The book is a good read if you’re in the mood for an action thriller or, like me, was unaware exactly what happened in Benghazi. Below are a few quotes I picked out of the book:
“People in America get up and go to their nine-to-five jobs every day and are oblivious to all these battles and wars and people dying every minute all over the world. This is life. This is how other countries live. This is a daily occurrence in some places.”
“The attackers had used one of the oldest and most potent weapons of warfare: surprise.”
Matt
The Best Of The Rest
Memo from Howard Marks: The Indispensability of Risk:
“Most investors are capable of accomplishing “a” and most of “b.” The challenge in investing lies in the pursuit of some version of “c.” Earning high returns – in absolute terms or relative to other investors in a market – requires that you bear meaningful risk – either the possibility of loss in the pursuit of absolute gain or the possibility of underperformance in the pursuit of outperformance. In each case, the two are inseparable. As Ashley says, no risk, no reward. No pain, no gain.”
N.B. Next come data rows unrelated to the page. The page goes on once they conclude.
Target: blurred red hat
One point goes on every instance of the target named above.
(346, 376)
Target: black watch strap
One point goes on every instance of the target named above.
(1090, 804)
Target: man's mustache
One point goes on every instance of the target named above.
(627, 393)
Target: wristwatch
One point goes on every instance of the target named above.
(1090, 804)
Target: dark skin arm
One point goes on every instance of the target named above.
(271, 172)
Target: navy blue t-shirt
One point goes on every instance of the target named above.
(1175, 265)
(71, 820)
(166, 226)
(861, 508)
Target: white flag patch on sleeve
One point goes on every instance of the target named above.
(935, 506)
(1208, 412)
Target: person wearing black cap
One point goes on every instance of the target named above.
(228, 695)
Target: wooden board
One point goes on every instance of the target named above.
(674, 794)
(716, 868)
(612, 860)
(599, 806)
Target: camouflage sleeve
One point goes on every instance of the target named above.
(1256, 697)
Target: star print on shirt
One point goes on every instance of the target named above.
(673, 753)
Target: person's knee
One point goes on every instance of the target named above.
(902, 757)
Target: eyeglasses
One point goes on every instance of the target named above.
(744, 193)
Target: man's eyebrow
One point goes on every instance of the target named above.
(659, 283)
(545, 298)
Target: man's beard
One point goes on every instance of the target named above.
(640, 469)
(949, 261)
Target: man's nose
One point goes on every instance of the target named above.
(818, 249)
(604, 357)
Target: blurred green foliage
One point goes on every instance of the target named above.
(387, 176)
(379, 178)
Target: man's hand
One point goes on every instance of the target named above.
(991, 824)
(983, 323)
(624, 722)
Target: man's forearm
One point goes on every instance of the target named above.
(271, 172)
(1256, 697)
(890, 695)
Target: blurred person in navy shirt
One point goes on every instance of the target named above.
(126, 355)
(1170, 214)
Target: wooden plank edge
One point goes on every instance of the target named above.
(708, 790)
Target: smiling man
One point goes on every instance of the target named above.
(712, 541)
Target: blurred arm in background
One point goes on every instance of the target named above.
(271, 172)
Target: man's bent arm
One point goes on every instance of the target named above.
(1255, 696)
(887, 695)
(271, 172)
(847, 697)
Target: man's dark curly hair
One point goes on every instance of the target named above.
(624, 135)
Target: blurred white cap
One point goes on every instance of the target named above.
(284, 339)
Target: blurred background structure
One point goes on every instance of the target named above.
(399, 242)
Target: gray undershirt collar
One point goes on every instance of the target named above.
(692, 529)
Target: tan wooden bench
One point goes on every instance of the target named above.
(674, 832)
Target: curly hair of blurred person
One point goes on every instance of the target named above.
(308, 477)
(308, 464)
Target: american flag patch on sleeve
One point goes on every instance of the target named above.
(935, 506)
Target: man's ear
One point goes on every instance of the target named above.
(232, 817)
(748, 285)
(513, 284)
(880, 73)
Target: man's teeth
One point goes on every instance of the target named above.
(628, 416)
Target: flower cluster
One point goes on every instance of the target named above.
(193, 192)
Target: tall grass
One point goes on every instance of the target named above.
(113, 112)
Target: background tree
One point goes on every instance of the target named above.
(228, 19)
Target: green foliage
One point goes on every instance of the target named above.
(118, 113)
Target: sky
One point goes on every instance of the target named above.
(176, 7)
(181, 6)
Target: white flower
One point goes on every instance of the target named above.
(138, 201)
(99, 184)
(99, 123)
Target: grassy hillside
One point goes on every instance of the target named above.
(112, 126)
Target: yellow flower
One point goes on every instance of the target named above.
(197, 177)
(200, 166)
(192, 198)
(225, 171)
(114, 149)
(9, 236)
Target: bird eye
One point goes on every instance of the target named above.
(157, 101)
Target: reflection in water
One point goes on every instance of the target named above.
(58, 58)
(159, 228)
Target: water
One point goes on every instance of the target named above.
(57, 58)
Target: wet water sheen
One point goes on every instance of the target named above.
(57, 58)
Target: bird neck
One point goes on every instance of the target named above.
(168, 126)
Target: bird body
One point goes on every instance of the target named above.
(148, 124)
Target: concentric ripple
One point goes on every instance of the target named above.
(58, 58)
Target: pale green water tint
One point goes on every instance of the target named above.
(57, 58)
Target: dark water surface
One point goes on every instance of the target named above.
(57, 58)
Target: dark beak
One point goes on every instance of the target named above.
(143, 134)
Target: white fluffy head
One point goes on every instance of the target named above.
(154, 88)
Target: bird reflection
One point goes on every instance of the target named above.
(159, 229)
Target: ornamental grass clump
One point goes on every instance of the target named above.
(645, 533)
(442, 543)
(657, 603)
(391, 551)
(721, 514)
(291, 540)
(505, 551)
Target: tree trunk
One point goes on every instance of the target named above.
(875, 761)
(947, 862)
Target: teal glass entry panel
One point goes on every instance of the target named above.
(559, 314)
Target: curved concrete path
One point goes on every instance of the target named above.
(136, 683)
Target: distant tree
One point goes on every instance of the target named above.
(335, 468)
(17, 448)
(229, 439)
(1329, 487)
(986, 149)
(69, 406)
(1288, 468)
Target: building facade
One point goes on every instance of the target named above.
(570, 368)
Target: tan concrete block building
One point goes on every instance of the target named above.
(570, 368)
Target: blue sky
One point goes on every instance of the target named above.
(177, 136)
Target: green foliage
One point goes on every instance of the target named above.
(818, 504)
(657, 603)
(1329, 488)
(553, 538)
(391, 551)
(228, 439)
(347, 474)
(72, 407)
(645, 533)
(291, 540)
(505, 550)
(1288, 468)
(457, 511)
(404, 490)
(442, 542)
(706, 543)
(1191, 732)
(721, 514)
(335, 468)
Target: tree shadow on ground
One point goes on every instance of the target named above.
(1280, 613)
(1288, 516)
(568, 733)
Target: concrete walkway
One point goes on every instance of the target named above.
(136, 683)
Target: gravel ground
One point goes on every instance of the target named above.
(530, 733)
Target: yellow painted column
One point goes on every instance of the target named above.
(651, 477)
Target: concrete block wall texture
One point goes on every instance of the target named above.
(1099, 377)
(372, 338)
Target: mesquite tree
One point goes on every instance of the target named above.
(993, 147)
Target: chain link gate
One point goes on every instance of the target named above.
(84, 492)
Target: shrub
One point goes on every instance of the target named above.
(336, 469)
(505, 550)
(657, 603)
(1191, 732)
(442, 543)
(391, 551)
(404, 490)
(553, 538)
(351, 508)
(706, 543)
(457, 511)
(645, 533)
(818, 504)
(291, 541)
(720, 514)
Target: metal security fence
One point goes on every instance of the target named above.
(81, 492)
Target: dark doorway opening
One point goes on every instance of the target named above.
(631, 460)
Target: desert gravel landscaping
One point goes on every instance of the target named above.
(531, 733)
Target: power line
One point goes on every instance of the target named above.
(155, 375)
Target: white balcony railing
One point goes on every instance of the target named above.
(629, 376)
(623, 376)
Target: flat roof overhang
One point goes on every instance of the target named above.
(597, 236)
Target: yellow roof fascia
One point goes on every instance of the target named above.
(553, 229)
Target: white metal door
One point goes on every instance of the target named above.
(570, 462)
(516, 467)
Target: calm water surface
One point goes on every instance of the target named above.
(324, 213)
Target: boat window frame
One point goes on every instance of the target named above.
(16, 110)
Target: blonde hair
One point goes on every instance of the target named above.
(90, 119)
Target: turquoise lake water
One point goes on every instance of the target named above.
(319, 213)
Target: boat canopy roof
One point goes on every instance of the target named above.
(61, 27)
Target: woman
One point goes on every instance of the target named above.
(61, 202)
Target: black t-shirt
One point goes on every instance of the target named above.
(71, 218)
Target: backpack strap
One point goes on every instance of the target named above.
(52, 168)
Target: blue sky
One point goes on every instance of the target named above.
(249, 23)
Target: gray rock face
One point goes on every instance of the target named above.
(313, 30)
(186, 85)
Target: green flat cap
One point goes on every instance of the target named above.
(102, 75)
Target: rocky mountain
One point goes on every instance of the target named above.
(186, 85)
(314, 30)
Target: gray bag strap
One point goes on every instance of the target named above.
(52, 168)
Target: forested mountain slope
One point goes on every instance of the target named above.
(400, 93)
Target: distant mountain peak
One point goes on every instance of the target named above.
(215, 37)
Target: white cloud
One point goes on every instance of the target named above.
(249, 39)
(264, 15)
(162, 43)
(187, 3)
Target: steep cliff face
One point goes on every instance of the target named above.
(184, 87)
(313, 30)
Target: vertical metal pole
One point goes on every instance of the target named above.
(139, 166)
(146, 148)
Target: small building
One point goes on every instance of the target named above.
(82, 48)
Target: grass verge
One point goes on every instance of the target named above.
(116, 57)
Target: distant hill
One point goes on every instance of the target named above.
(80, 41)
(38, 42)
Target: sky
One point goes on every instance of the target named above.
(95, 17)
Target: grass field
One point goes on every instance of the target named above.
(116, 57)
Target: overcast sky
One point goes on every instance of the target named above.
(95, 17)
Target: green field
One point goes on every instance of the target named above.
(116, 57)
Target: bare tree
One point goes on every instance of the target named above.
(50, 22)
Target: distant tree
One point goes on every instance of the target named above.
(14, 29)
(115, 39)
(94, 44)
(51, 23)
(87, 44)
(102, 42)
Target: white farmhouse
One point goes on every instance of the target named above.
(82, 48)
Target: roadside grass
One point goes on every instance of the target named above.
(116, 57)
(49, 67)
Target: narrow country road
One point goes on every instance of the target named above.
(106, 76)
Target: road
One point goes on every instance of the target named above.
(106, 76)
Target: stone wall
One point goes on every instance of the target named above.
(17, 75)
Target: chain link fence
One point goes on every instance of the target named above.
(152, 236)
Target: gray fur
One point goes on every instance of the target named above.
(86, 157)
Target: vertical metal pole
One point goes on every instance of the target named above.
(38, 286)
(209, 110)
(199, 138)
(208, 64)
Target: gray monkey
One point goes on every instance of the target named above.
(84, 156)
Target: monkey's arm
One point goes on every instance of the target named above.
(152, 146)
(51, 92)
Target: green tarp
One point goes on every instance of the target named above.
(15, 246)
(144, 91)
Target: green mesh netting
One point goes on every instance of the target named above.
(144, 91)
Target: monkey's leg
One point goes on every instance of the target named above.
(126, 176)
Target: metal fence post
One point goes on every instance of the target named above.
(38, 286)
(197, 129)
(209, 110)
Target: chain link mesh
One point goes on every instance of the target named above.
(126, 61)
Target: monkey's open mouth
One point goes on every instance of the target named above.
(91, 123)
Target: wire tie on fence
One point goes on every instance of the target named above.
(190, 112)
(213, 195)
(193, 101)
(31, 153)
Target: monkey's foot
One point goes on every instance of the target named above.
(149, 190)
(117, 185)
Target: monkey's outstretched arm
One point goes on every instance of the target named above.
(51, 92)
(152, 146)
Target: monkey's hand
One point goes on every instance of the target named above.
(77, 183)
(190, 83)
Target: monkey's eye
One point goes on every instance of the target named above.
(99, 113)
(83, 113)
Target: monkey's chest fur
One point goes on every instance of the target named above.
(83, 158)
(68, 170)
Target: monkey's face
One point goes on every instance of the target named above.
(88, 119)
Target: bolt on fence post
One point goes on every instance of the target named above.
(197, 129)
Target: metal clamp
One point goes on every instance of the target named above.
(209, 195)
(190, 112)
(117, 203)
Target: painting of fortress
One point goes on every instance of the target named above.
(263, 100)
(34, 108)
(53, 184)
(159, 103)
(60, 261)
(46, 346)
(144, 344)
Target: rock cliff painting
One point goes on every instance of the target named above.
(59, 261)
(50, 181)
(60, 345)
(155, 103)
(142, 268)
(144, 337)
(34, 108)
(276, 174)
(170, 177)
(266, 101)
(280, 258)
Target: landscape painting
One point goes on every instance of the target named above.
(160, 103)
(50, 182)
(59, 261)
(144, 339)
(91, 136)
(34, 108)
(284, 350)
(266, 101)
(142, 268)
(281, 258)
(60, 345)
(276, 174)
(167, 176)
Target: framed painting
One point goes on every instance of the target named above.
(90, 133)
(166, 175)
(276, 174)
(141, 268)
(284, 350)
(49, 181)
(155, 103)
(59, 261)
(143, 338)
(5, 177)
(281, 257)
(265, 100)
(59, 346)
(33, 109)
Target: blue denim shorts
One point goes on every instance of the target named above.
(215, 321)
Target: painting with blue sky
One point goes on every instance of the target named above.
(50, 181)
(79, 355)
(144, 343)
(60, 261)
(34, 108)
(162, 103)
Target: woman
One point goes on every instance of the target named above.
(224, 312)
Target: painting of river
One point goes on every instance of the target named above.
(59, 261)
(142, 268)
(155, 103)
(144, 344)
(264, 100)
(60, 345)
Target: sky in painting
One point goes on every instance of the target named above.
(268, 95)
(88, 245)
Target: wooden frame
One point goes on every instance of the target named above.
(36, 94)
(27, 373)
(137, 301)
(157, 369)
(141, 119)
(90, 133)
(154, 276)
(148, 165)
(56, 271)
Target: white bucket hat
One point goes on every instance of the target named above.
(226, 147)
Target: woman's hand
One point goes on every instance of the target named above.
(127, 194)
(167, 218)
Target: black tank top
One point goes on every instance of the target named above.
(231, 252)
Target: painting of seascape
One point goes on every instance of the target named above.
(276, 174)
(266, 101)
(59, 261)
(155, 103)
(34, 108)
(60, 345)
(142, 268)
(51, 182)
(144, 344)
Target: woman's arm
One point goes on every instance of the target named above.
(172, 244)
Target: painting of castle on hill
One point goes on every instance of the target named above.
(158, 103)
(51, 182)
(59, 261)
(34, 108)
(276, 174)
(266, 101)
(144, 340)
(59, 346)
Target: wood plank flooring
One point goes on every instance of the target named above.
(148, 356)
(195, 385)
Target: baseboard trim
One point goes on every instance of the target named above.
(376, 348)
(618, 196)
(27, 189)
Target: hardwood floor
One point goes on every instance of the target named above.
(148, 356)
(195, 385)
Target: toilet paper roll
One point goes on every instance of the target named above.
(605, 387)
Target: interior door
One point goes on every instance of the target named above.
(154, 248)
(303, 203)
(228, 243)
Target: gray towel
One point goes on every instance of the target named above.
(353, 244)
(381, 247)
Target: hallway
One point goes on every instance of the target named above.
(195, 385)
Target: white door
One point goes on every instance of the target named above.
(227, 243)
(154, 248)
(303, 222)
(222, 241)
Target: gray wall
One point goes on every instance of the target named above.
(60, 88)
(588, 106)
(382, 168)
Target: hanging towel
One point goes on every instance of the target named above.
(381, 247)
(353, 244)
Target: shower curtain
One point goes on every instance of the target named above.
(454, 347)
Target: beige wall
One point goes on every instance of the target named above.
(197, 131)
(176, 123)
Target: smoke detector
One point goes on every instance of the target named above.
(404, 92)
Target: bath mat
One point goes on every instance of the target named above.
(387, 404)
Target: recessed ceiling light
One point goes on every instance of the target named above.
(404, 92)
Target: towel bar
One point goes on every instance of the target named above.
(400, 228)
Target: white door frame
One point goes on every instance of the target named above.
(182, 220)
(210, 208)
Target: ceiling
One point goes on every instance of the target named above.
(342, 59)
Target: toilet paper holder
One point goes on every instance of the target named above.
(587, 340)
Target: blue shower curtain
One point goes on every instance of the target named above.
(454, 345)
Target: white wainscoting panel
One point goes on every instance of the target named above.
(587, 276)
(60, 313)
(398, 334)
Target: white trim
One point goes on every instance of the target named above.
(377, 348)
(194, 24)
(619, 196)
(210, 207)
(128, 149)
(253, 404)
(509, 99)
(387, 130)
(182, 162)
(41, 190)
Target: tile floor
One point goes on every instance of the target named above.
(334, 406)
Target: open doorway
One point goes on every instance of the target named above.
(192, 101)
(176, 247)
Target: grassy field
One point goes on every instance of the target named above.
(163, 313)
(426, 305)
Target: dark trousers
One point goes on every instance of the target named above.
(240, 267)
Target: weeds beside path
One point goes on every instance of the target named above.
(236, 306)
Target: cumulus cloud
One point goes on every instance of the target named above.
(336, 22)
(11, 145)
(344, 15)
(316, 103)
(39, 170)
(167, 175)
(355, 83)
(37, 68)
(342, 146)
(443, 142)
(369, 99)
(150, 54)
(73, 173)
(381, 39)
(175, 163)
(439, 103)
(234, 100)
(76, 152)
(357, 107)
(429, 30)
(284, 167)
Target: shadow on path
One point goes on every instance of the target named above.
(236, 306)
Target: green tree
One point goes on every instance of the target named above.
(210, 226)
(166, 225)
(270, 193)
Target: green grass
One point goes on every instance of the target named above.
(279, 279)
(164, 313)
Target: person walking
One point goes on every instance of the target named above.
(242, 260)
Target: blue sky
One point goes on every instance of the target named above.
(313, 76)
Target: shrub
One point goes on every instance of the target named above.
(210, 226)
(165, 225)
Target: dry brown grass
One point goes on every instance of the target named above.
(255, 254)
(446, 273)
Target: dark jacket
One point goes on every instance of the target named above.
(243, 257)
John Huber: Graham's "Unpopular Large Caps" Part 2: Thoughts on Diversification. “The minimum level of diversification you need is the level that allows you to "zoom out", meaning the level that allows you to behave in a rational manner at all times.”
Bloomberg: Weight-Loss-Drug Users Pay Up for Help Ditching the Pricey Meds. “A study from 2022 showed that patients regained two-thirds of the weight they’d lost a year after quitting—even after embracing healthier lifestyles while on the medications. And there’s a lot of churn among users: One study by pharmacy benefit manager Prime Therapeutics LLC released in 2023 found that 68% of patients who started taking GLP-1 drugs for weight loss were no longer on them after a year.”
Jason Zweig (WSJ): The Psychologist Who Turned the Investing World on Its Head. “Noting that the stocks people sell outperform the ones they buy, Danny joked that ‘the cost of having an idea is 4%.’”
See also: Zweig’s 2001 profile of Kahneman.
Andrew Walker on Restaurant Brands International (QSR). “The set up here is incredible: put it all together, and you’ve got a quality company backed by a famous investor in an industry where he’s “never lost money” and run by a highly incentivized management team with a history of creating enormous value who has literally just laid out their path to double digit annualized returns (or better)!”
See our write-up on QSR from June 2020 — Restaurant Brands International: What’s The Secret Sauce?
The Diff: Most Financial Phenomena are Older than they Look.
Barron’s: Plastic Is Everywhere. Now Big Oil Companies Are Producing Even More of It. “Consumers don’t think of oil rigs when they pull on their polyester pants. Those pants—along with the bumper on your car, the rug in your office, and the PVC pipes in your home—will be much harder to replace than gasoline.
Vanguard: A Framework For Allocating To Cash. “From 1901 to 2022, global equities had an annual premium of about 6% over cash, while the average annual premium for bonds compared with cash was 1.6%… The longer an investor’s time horizon, the more likely the investor is to capture the risk premium… Stocks are risky—and so is avoiding them.”